I expect you know that a budget deal to keep the federal government functioning for a time, anyway, has been finalized. Apparently, everybody in DC loves it - well, okay, not the purity police of the right wing, which opposes pretty much anything that doesn't involve handouts to Big Business or more and bigger toys for the Pentagon to play with, but pretty much everbody else. The GOPper leadership, the Dimcrat leadership, the Amazing Mr. O, everybody says "oh wow, isn't this fantastic, we actually had a kinda sorta at least a symbolic compromise and after all, isn't that what's really important?"
Before the House vote, Rep. John Fleming, a GOPper from Louisiana, said "I'm one of the most conservative of the caucus, and I'm leaning yes on this." He added that he didn't hear "any major objections" among colleagues. "We've actually found a compromise that does not assault the values of either side," he said.
Well, I can't speak for the politicos and pundits, but I can say this: It assaults my values! It is, in fact, the Outrage of the Week.
It assaults my values when it recovers only half of the sequestration's cuts for 2014 and only a quarter of those for 2015 - and half of that recovery is going to the military even though the US spends more on the military, on weapons, on wars and preparation for wars, than the next nine biggest spenders combined and indeed spends nearly as much as the entire rest of the world combined.
It assaults my values when it does nothing about an extension of unemployment benefits, meaning about 1.3 million Americans will lose those benefits this week, leading to 300,000 fewer jobs next year through the loss of that stimulus.
It assaults my values when it cuts pensions of federal workers and military retirees but leaves gaping tax loopholes that benefit the richest untouched.
It assaults my values when, as expressed in this deal, we are still so damn concerned with deficits even as one in five children are growing up in poverty in this country, with nine percent of all children in the country living with unemployed parents, nearly double the rate of five percent in 2007, before the recession brought on by Wall Street greed.

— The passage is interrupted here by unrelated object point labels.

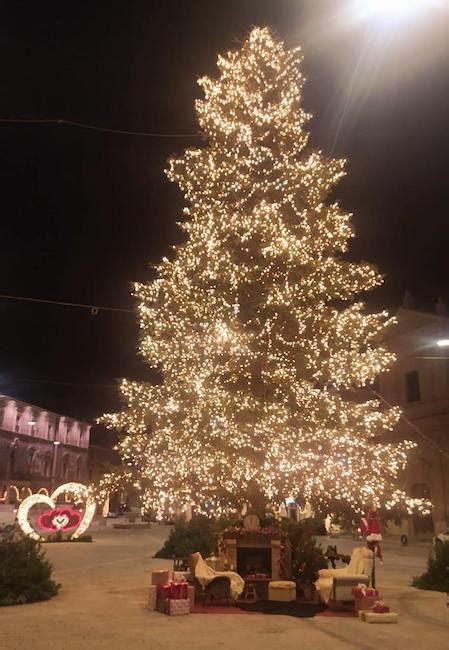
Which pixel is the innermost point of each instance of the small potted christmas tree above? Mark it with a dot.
(25, 573)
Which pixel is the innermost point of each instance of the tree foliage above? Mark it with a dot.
(25, 572)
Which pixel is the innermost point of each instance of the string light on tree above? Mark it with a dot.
(259, 364)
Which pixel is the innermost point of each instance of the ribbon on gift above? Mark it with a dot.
(364, 591)
(380, 607)
(179, 591)
(163, 592)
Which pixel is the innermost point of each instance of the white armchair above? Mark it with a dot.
(337, 584)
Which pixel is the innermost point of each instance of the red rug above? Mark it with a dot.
(211, 609)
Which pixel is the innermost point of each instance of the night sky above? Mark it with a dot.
(85, 213)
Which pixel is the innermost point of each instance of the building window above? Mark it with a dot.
(412, 391)
(65, 466)
(47, 460)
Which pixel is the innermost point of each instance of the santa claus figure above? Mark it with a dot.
(370, 529)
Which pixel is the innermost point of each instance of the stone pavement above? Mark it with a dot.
(102, 605)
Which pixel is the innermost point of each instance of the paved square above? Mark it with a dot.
(102, 605)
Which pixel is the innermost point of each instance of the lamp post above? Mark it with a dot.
(56, 444)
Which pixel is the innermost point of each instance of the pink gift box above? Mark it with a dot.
(191, 592)
(177, 607)
(152, 591)
(180, 576)
(178, 590)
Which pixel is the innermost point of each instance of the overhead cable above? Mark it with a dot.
(94, 309)
(95, 127)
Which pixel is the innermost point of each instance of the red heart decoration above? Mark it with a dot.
(59, 519)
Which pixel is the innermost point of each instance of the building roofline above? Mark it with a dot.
(42, 408)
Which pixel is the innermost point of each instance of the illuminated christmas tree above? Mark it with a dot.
(254, 324)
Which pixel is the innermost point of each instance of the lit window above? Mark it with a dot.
(412, 391)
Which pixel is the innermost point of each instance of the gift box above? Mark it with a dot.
(161, 605)
(380, 607)
(177, 607)
(180, 576)
(179, 591)
(372, 617)
(160, 577)
(163, 592)
(152, 597)
(364, 597)
(191, 592)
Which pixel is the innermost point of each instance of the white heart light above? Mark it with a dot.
(80, 492)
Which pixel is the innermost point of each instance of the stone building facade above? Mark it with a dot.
(419, 382)
(39, 450)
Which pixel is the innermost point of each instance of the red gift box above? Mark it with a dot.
(177, 606)
(178, 590)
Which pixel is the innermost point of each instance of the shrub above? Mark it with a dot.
(25, 573)
(189, 537)
(437, 575)
(307, 555)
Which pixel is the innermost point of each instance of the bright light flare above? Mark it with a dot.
(394, 10)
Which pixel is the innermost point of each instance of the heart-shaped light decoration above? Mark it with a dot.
(60, 518)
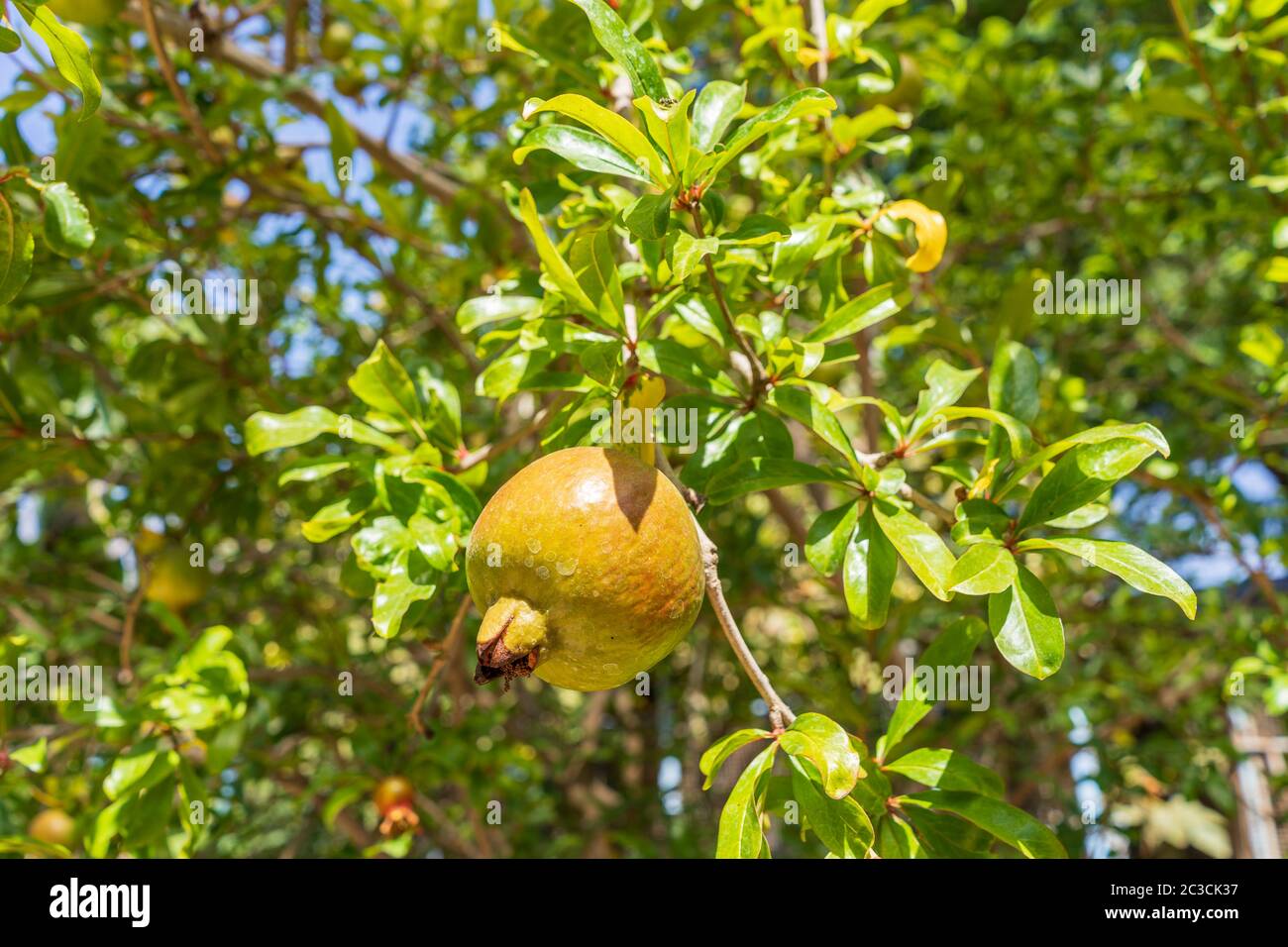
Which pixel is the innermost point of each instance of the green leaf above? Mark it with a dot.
(867, 309)
(983, 571)
(824, 744)
(947, 771)
(382, 382)
(829, 536)
(1081, 518)
(739, 834)
(1081, 475)
(1013, 381)
(944, 388)
(795, 106)
(980, 521)
(1133, 566)
(619, 43)
(716, 106)
(688, 254)
(33, 757)
(952, 648)
(496, 308)
(584, 149)
(593, 266)
(16, 252)
(1145, 433)
(763, 474)
(1004, 821)
(918, 545)
(552, 261)
(841, 823)
(725, 748)
(794, 256)
(1026, 626)
(623, 136)
(870, 571)
(335, 518)
(394, 595)
(266, 432)
(669, 128)
(648, 217)
(344, 141)
(758, 230)
(800, 403)
(67, 227)
(69, 54)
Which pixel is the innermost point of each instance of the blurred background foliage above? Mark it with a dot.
(1157, 154)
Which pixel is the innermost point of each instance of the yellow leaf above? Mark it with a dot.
(648, 393)
(930, 228)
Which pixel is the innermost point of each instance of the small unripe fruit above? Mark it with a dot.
(53, 827)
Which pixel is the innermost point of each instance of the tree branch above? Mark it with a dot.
(780, 712)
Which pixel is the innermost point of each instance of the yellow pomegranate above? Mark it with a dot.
(174, 581)
(589, 569)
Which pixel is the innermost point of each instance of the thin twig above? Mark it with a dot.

It assaults my values - in fact, the whole stinking thing assaults my values.
It assaults my values that we nickel and dime programs for the poor while income inequality balloons to the widest gap since the Roaring '20s, with the richest 1% of us getting nearly 20% of all household income.
It assaults my values that raising the minimum wage is even as issue that needs discussing, when the current federal minimum is worth 23% less than it was in 1968 - and if it had kept pace with the increase in worker productivity, it would be nearly $25 an hour.
It assaults my values that we mock, deride, humiliate, and scorn people on Food Stamps and are now talking about an $8 billion cut over the next 10 years - on top of the $5 billion cut that came in November because the White House and Congressional Dimcrats never put pack the stimulus money they took out of the program - even as hunger persists. And worse, that we're going to be expected to be happy, to celebrate, that the cut is "only" $8 billion.
It assaults my values that the epithet "takers" got so much as a fingernail hold on our national political discussions.
It assaults my values that even as the portion of the economy going corporate profits hits record highs, the portion going to wages hits record lows. That even as profits in the manufacturing sector soar, wages in the same sector have fallen 3% in real terms since 2009.
It assaults my values that no one has gone and no one will go to jail over the fraud committed and still being committed by the banks against homeowners and others over the mortgage crisis. That those same giant banks, which by being "too big to fail" required that we bail them out of their recklessness and greed, are now even bigger, with an even stronger grip on our economic lives.
It assaults my values that 25% of all people with jobs still qualify for some form of public assistance.
It assaults my values that poverty, that hunger, that homelessness, that unemployment, that underemployment, that desperation and despair persist when they don't have to. When we do have enough to make sure everyone has enough. We have the resources, we have the technology, we have the abundance. We have what we need to see to it that everyone has enough. Not luxury, not the life of Riley, but enough.
It assaults my values that we don't do that, the fact that we are so pathetically far behind other developed countries, that we rank so low among other developed countries.
Talking about the budget deal, Katrina vanden Heuvel said it well:
Advocates of compromise for compromise’s sake argue that everybody sacrifices something in a tough negotiation. This is an easy mantra to toss around when you’re talking about sacrificing political cover as opposed to, say, a roof over your head.The fact that we are supposed not only to make those compromises, but to regard them as inherently good things simply because they are labeled compromises, is an assault on my values. It is, this week and every week, an outrage.